Investors See Microdrama as the Next Mobile-native Category

Venture investors say microdrama sits at a powerful intersection of format innovation, monetization, and AI-enabled supply.

“Micro-drama is a real category opportunity,” says Mayank Jain, Principal at Stellaris Venture Partners, an investor in Flick TV, Goodscore, Peeko, Outzidr, Punch and Cirkla. “Short-form vertical video adoption has exploded with reels and shorts, but what’s missing is emotionally engaging, story-led content. Microdrama fills that gap.”

Jain says Stellaris backed Flick TV because the team blended customer acquisition, engineering and AI, and content operations. “AI dramatically lowers production cost and drives scale. The rise of micro-transactions on UPI also creates a new monetisation path.”

He sees microdrama as a complement, not a competitor, to YouTube Shorts or OTT. “It combines the snackable vertical format users love with serialized storytelling typical of TV and web series.”

On revenue models, Jain is bullish on micropayments. “Pay-per-episode or micropayment and subscriptions are strong revenue avenues. Ads will exist but will be a minority initially. Sustainable economics depend on retention, driven by content freshness and velocity.”

AI is also Activating India’s Massive Content Archives

Some startups are using AI to unlock entire libraries of existing content.

“Our latest offering takes long-form dramas and converts them into microdramas for social platforms,” says Suparna Singh, CEO and co-founder of Frammer AI, whose company works with large entertainment networks. “If the input is a one-hour episode, our AI automatically converts it into around ten standalone one-minute vertical episodes.”

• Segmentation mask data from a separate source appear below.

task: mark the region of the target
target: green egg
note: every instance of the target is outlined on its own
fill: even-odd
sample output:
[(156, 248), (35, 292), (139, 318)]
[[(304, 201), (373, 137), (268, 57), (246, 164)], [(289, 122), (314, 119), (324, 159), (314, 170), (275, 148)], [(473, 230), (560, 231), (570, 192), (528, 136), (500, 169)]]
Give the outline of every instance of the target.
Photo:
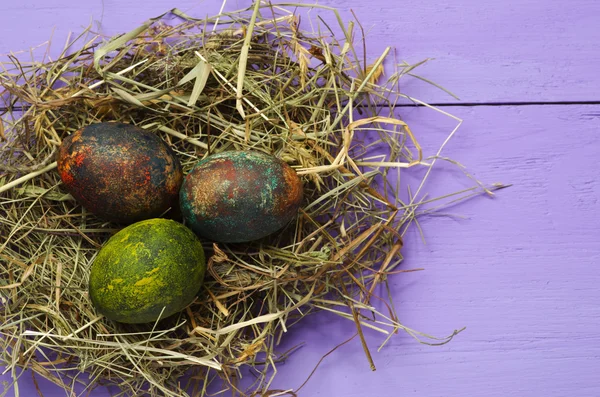
[(205, 271), (202, 244), (191, 230), (149, 219), (120, 230), (100, 249), (90, 271), (90, 299), (111, 320), (154, 322), (191, 303)]

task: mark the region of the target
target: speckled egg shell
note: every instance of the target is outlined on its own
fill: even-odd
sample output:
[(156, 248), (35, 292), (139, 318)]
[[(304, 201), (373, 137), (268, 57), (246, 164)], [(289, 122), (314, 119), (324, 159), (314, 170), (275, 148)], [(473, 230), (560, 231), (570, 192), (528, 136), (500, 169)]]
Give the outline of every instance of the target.
[(206, 259), (200, 240), (181, 223), (147, 219), (102, 246), (90, 269), (96, 310), (123, 323), (154, 322), (183, 310), (200, 290)]
[(133, 223), (177, 205), (183, 172), (158, 136), (122, 123), (86, 126), (65, 138), (58, 172), (69, 193), (100, 218)]
[(230, 151), (200, 161), (185, 177), (179, 201), (197, 235), (239, 243), (281, 229), (297, 215), (302, 199), (302, 182), (284, 161)]

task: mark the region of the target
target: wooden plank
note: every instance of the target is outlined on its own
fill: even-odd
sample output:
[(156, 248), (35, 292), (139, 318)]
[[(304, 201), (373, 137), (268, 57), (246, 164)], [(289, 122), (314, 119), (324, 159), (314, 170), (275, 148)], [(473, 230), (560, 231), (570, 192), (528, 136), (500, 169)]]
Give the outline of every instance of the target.
[[(308, 3), (308, 2), (307, 2)], [(422, 0), (391, 3), (322, 0), (337, 7), (345, 21), (354, 10), (367, 31), (368, 59), (386, 46), (398, 61), (435, 58), (417, 69), (424, 77), (455, 92), (464, 103), (599, 101), (600, 29), (595, 0)], [(177, 6), (195, 16), (214, 14), (220, 1), (181, 0)], [(227, 10), (250, 0), (230, 1)], [(55, 29), (59, 49), (69, 31), (80, 32), (91, 21), (112, 35), (138, 26), (175, 4), (164, 0), (119, 2), (25, 0), (10, 2), (0, 14), (0, 54), (27, 49)], [(326, 12), (313, 12), (324, 15)], [(308, 19), (304, 18), (308, 27)], [(387, 63), (391, 72), (393, 59)], [(405, 92), (428, 102), (456, 103), (447, 94), (414, 79)]]
[[(355, 340), (300, 395), (600, 395), (600, 106), (446, 110), (465, 120), (446, 154), (485, 181), (514, 186), (446, 211), (466, 219), (423, 218), (427, 245), (412, 229), (403, 268), (425, 271), (391, 286), (405, 325), (437, 336), (466, 331), (442, 347), (401, 334), (373, 353), (375, 373)], [(426, 109), (405, 120), (428, 154), (454, 125)], [(448, 168), (425, 190), (447, 193), (463, 180)], [(327, 315), (292, 330), (288, 344), (307, 345), (279, 368), (274, 387), (301, 383), (352, 332)], [(384, 338), (369, 336), (374, 351)]]
[[(425, 271), (394, 276), (391, 286), (405, 325), (436, 336), (467, 330), (442, 347), (400, 334), (379, 353), (383, 337), (366, 330), (376, 372), (355, 340), (326, 359), (300, 395), (600, 395), (600, 106), (447, 110), (464, 124), (445, 154), (486, 182), (514, 186), (446, 211), (466, 219), (422, 218), (427, 245), (413, 228), (403, 268)], [(403, 113), (426, 155), (454, 127), (428, 109)], [(406, 178), (416, 181), (415, 173)], [(424, 189), (432, 196), (465, 185), (453, 168), (433, 175)], [(292, 328), (281, 351), (306, 346), (279, 365), (273, 386), (298, 387), (352, 332), (324, 314)], [(34, 395), (29, 377), (20, 384)]]

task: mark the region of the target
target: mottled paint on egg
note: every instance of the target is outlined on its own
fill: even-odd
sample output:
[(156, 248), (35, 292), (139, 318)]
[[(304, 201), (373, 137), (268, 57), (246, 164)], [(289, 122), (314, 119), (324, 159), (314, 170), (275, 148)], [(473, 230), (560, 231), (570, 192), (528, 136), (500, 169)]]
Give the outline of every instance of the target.
[(90, 269), (96, 310), (123, 323), (154, 322), (183, 310), (204, 281), (202, 243), (169, 219), (131, 224), (102, 246)]
[(65, 138), (58, 172), (88, 211), (117, 223), (160, 216), (177, 205), (183, 172), (158, 136), (123, 123), (97, 123)]
[(281, 229), (297, 215), (302, 199), (302, 182), (284, 161), (230, 151), (200, 161), (185, 177), (179, 201), (196, 234), (238, 243)]

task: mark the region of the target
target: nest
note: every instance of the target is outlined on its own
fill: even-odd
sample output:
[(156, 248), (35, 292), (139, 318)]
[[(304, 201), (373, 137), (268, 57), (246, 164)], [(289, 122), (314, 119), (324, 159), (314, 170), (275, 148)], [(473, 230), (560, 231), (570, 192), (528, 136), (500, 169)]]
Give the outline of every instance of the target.
[[(115, 385), (122, 395), (204, 396), (217, 383), (270, 395), (275, 367), (291, 354), (279, 341), (315, 311), (353, 324), (369, 360), (365, 327), (384, 334), (382, 345), (399, 330), (431, 344), (456, 334), (436, 339), (403, 326), (386, 292), (391, 274), (410, 271), (398, 269), (402, 236), (435, 200), (423, 186), (447, 160), (424, 158), (396, 115), (399, 100), (411, 99), (398, 82), (416, 65), (397, 64), (382, 82), (390, 49), (367, 64), (355, 24), (326, 7), (293, 10), (302, 7), (339, 26), (323, 19), (318, 33), (304, 31), (290, 10), (260, 2), (201, 20), (172, 10), (175, 22), (163, 15), (110, 40), (88, 30), (56, 60), (3, 64), (0, 350), (15, 381), (29, 368), (69, 395)], [(101, 121), (158, 134), (185, 171), (224, 150), (274, 154), (302, 177), (305, 205), (274, 236), (206, 242), (205, 284), (180, 314), (149, 325), (108, 321), (88, 299), (88, 271), (121, 226), (78, 205), (54, 162), (64, 137)], [(400, 173), (413, 168), (425, 177), (403, 197)], [(473, 181), (439, 204), (499, 187)], [(240, 382), (243, 370), (251, 382)]]

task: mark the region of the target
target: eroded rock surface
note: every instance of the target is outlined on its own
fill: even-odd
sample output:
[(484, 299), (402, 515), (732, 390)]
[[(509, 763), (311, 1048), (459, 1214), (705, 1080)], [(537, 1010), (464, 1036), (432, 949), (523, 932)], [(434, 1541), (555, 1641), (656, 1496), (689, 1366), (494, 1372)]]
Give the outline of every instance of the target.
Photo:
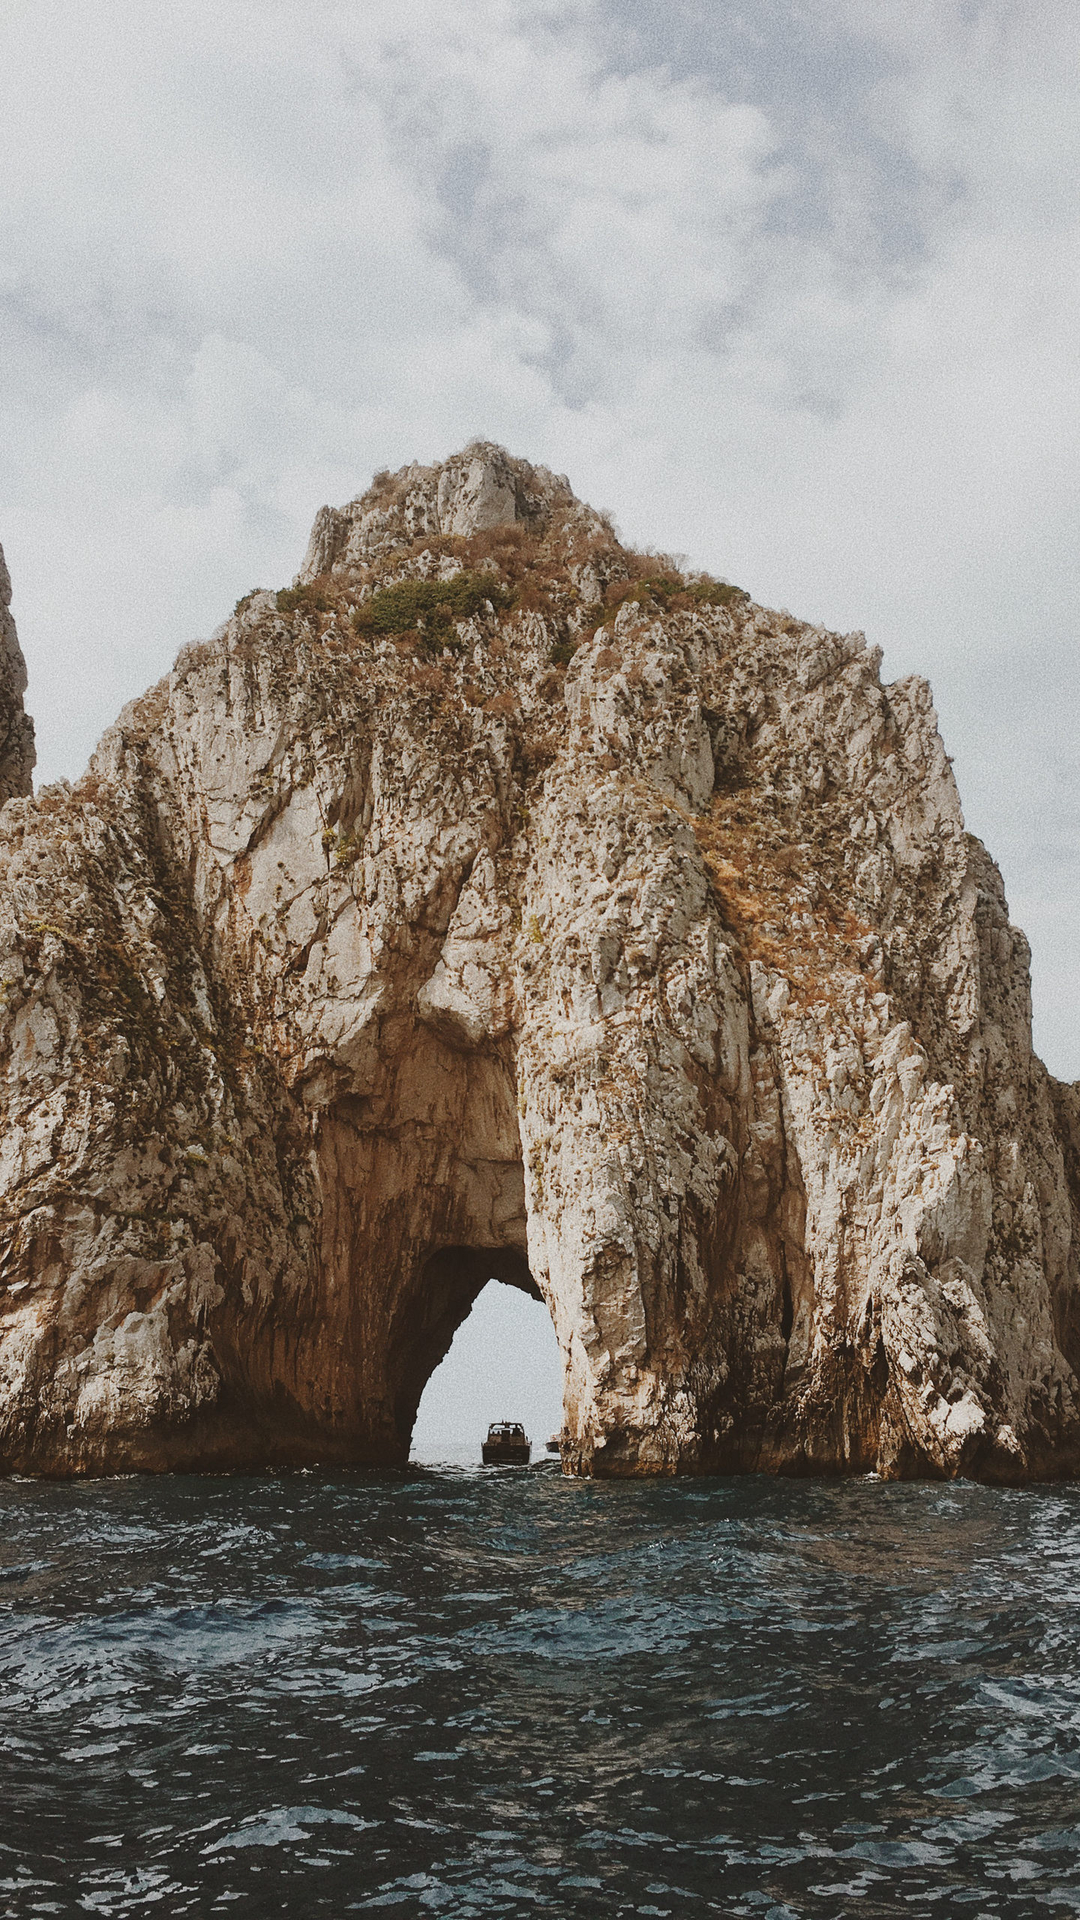
[(1080, 1092), (878, 664), (497, 448), (324, 509), (0, 816), (3, 1465), (402, 1459), (495, 1274), (571, 1470), (1075, 1472)]
[(33, 791), (34, 723), (23, 709), (26, 662), (11, 617), (11, 575), (0, 547), (0, 806)]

This is not mere clipping. “We are editing it. Archival content is being activated. Networks have 40 to 50,000 hours of old dramas that can’t be streamed linearly anymore. Converting them into vertical microdramas allows them to find a new audience cost-efficiently,” she adds.

On AI-generated actors, Suparna says acceptance will depend on quality. “Generative models are improving rapidly. Already many ad films are entirely AI-generated and you can’t tell unless you look very closely.”

Writers Are Using AI to Keep Up with Production Velocity

Scriptwriters say AI is becoming unavoidable because of brutal turnaround times. “I use AI while writing scripts because it’s faster,” says writer Sohini Mukherjee. “When I have to submit scripts for 60 or 45 episodes in just three days, manually it’s impossible. I use AI for speed, then I edit the output and humanise it, because AI does not write like a human.”

She adds that AI is good for speed but cannot mimic lived experience. “AI only has information. It doesn’t have emotion.”

Can Microdramas Become Mainstream Entertainment?

Most creators believe the category will grow without cannibalising TV or OTT.

“Every format has its own audience,” Mukherjee says. “People who watch web series will keep watching web series. People who like TV will watch TV. Microdramas will also have their own consistent audience.”

Investors agree that microdrama has mass potential.

“The market will support multiple players, and over time consolidation might lead to a handful of winners,” Jain says.

Across founders, writers and investors, one theme stands out: AI is not just a tool for microdrama, it is the infrastructure on which the entire category is being built.

Where large OTT players are still experimenting with vertical dramas, microdrama platforms argue that their AI-first models give them a competitive advantage in speed, cost, and creative flexibility. Or as Dashverse puts it, “While they are dipping their toes in the water, we are building the entire ocean.”